Strangely when running the exact same flask app on the development server with the exactly same PDF file mentioned above I don't get an error and it works perfectly.

I am using Python 3.8.2 on local environment (Big Sur 11.4) and 3.8.0 on pythonanywhere. Both environments use the following:

  • Flask 2.0.1
  • Werkzeug 2.0.1
  • Textract 1.6.3

Please can anyone help me, I don't understand where the problem is coming from.


I managed to fix the problem by using the method "pdfminer" in process call. I have no idea why it works, but it does. For anyone having similar problem.

How is your locale set? I tried to reproduce this on PA and on my local machine (Linux, en_US.UTF-8 locale) and got the same error.

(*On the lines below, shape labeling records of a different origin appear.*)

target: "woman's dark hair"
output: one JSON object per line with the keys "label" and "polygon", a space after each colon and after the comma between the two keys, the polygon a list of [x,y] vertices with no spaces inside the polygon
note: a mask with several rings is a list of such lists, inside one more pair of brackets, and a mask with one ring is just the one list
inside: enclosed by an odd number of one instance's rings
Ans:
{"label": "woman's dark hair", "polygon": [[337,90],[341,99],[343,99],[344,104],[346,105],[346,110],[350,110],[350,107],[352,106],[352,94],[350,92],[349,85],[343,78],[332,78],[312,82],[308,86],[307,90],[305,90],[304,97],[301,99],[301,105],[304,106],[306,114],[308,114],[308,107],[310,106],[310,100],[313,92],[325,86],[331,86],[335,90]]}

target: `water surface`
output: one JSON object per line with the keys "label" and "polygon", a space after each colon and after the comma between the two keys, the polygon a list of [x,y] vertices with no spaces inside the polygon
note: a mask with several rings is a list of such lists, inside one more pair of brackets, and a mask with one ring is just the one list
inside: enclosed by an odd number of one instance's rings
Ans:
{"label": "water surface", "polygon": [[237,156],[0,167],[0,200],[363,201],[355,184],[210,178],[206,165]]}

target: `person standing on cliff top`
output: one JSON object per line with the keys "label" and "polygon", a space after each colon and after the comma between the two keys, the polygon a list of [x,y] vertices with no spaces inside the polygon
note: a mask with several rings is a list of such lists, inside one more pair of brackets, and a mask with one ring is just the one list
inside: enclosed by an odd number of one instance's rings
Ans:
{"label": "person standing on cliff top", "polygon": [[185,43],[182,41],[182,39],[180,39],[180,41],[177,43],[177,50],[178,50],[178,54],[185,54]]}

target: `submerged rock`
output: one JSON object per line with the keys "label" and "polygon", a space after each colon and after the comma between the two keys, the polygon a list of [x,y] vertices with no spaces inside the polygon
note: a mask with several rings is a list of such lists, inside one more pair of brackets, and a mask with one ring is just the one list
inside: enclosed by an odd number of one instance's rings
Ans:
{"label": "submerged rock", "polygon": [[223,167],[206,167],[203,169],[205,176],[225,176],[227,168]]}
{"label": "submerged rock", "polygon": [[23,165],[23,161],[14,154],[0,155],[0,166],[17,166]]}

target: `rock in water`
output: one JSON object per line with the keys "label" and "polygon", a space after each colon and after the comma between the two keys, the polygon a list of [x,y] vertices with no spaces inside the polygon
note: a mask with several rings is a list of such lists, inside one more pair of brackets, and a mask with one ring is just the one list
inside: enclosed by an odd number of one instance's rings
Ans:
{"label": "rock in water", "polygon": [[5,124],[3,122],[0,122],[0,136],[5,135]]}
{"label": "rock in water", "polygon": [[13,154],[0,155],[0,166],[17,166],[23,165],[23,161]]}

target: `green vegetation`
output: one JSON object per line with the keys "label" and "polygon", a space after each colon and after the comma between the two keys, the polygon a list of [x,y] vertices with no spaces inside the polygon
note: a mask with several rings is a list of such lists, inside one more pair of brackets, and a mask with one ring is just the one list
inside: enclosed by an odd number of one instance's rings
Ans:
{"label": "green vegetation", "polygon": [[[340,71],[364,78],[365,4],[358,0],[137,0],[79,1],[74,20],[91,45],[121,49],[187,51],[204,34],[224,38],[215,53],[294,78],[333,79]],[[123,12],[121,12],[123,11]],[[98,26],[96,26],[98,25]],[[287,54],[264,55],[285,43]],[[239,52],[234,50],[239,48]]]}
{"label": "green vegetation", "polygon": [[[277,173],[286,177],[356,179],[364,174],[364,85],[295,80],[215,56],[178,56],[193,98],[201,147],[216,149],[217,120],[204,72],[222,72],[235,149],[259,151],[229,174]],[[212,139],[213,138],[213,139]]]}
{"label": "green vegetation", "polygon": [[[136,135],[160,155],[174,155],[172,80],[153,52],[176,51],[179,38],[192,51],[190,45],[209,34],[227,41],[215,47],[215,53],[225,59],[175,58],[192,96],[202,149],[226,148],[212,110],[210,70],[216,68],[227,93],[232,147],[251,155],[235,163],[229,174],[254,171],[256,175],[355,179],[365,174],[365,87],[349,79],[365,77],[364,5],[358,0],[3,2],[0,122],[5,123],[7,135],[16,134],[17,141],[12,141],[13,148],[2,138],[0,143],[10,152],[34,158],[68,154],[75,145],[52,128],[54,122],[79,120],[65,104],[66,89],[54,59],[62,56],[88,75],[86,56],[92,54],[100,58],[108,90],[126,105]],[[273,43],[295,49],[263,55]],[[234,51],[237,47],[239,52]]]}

How do I find the language you are specifying? This could be the solution because it is probably set to German on my Mac and en_US on PA! (The PDF probably contains äöü since it’s German Language)

I think locale command should work on Mac (in a terminal).

It seems there is no language specified at all

Nvm its en_GB.UTF-8 in pycharm. Can I maybe copy the settings from local environment?

Changing LC_CTYPE="en_GB.UTF-8" won't fix the problem, but maybe if I change everything else in "locale" according to my local environment?

You may try the other way round as well -- change locale to the original PA one in your local environment and check if it will make the code fail.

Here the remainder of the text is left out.